Zac Lubega, head of corporate affairs at Cnooc Uganda Ltd said the firm has decided to invoke the law that allows them to take over land without the consent of the owner or user, depositing the sum of money based on the valuation with the courts of law.
He said this is based on the fact that the efforts to trace owners of six tracts of land averaging 1.5 acres has been futile yet the project has to go on.
“Our intention is that we reach out to everyone before we start construction works in those areas,” he said, adding that the current law provides circumstances under which land can be compulsorily acquired.
The companies plan to apply the controversial Land Acquisition Act of 1965 to complete the land acquisition process in the areas of oil and gas activities.
However, the 1965 Land Acquisition Act was challenged in courts of law in 2014 following a successful petition to the Constitutional Court by residents along the Hoima-Kaiso Tonya road when Uganda National Roads Authority attempted to take over their land before compensation.
The Constitutional Court found that the Land Acquisition Act was unconstitutional and inconsistent with Article 26(2) of the Constitution, which provides for the prompt payment of fair and adequate compensation prior to the taking of possession or acquisition of any property by the State.
On appeal, the Supreme Court confirmed the sanctity of property rights under the Constitution. ”Under Article 26(2) of the Constitution, that no person can be compulsorily deprived of property without prompt payment of fair and adequate compensation prior to the taking of possession or acquisition of the property,” says MAKKS Advocates.
But in its appeal to the Supreme Court, UNRA sought to argue, among others, that Article 26 was not a non-derogable right and that in certain circumstances, the State would be entitled to compulsorily acquire property before payment of compensation for instance in situations of natural disasters, emergencies or in the interest of public good.
The Court thus held that whereas Article 26 was not among the non-derogable rights, this does not give powers to government to compulsorily acquire people’s land without prior payment, and that such planned government projects do not fall under the exceptions of disasters and emergences.
But Gloria Sebikari, the Manager, Corporate Affairs at Petroleum Authority of Uganda, said the companies will not be breaking the law if they acquire the land after depositing a value with the courts of law.
“The current Land Acquisition Act provides for compulsory acquisition by depositing the amount in court.
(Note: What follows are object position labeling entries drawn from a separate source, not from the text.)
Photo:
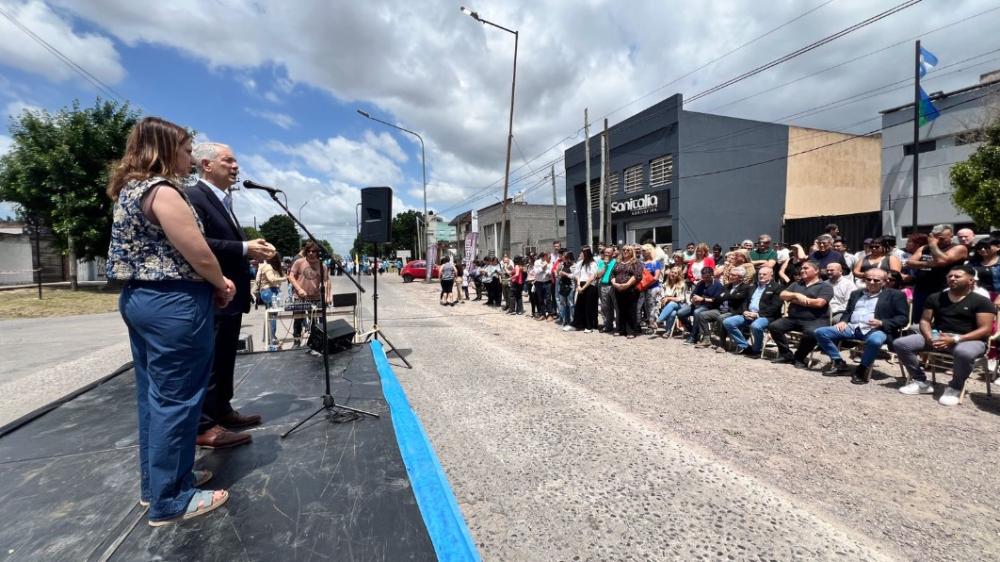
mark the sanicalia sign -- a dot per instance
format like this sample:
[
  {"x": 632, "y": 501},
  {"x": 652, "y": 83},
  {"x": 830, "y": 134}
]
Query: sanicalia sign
[{"x": 642, "y": 204}]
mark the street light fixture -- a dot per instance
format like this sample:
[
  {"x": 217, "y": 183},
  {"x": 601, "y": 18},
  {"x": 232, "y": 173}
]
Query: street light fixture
[
  {"x": 510, "y": 122},
  {"x": 423, "y": 162}
]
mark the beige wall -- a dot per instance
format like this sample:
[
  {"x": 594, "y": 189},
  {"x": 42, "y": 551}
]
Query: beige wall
[{"x": 839, "y": 179}]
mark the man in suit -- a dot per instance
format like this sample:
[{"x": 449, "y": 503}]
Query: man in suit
[
  {"x": 875, "y": 315},
  {"x": 211, "y": 198},
  {"x": 763, "y": 306}
]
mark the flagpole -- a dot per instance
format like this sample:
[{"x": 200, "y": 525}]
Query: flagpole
[{"x": 916, "y": 132}]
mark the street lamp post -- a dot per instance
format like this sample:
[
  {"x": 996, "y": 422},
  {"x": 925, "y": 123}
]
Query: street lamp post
[
  {"x": 423, "y": 161},
  {"x": 510, "y": 122}
]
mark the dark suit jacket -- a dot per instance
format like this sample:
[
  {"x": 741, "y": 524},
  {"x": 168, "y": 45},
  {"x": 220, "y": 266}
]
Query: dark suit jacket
[
  {"x": 225, "y": 238},
  {"x": 736, "y": 296},
  {"x": 891, "y": 309},
  {"x": 770, "y": 302}
]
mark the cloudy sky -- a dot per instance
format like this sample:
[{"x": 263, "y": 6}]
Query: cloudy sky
[{"x": 281, "y": 81}]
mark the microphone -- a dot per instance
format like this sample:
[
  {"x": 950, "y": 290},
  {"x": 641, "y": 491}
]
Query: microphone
[{"x": 249, "y": 184}]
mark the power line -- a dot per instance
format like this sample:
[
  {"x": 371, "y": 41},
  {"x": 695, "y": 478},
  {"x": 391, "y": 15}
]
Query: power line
[
  {"x": 717, "y": 59},
  {"x": 94, "y": 81},
  {"x": 478, "y": 194},
  {"x": 855, "y": 59},
  {"x": 804, "y": 50}
]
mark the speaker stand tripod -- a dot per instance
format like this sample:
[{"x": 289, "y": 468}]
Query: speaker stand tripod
[
  {"x": 376, "y": 331},
  {"x": 329, "y": 403}
]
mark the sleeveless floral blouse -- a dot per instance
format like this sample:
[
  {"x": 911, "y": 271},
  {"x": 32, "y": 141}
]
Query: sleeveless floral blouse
[{"x": 140, "y": 249}]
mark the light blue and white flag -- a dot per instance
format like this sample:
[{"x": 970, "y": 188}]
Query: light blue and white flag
[{"x": 927, "y": 61}]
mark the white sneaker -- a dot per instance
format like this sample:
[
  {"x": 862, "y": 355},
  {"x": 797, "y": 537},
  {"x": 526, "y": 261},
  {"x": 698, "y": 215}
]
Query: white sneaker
[
  {"x": 918, "y": 387},
  {"x": 949, "y": 397}
]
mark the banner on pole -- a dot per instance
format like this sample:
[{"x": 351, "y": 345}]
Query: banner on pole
[{"x": 471, "y": 239}]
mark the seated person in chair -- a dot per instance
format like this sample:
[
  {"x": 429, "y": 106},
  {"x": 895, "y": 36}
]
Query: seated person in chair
[
  {"x": 875, "y": 315},
  {"x": 731, "y": 302},
  {"x": 704, "y": 297},
  {"x": 955, "y": 321},
  {"x": 808, "y": 309},
  {"x": 763, "y": 306}
]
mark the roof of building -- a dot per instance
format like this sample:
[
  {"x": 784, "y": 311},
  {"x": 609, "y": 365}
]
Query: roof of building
[{"x": 942, "y": 95}]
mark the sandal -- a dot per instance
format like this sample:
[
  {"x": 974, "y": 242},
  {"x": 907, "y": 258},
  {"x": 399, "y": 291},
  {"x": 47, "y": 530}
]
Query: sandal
[
  {"x": 202, "y": 502},
  {"x": 200, "y": 478}
]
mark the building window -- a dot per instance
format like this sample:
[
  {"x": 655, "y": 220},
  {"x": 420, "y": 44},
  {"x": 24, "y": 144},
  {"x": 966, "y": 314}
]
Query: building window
[
  {"x": 661, "y": 171},
  {"x": 595, "y": 194},
  {"x": 634, "y": 179},
  {"x": 595, "y": 191},
  {"x": 970, "y": 137},
  {"x": 926, "y": 146}
]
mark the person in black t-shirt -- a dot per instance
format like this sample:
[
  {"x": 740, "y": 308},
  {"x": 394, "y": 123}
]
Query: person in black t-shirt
[
  {"x": 956, "y": 321},
  {"x": 808, "y": 309}
]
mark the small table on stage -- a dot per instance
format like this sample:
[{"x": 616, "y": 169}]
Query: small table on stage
[{"x": 295, "y": 311}]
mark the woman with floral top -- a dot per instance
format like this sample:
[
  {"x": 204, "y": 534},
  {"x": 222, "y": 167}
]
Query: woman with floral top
[
  {"x": 625, "y": 279},
  {"x": 171, "y": 280}
]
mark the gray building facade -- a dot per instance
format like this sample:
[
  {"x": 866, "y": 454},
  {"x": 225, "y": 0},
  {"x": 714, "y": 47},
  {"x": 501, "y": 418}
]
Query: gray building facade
[
  {"x": 680, "y": 176},
  {"x": 947, "y": 140}
]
The amendment that was being proposed was to make it more direct for a project to go on,” she said.
“Because, before you go to court, the minister appoints the valuer for that specific contested area… so the process already exists in the current law. What the amendment was trying to bring on board, was to make it faster, without going through certain procedures,” she added.
So far, Cnooc’s work at the Kingfisher Development Area stand at less than 10 percent progress with commercial oil production expected in 2025.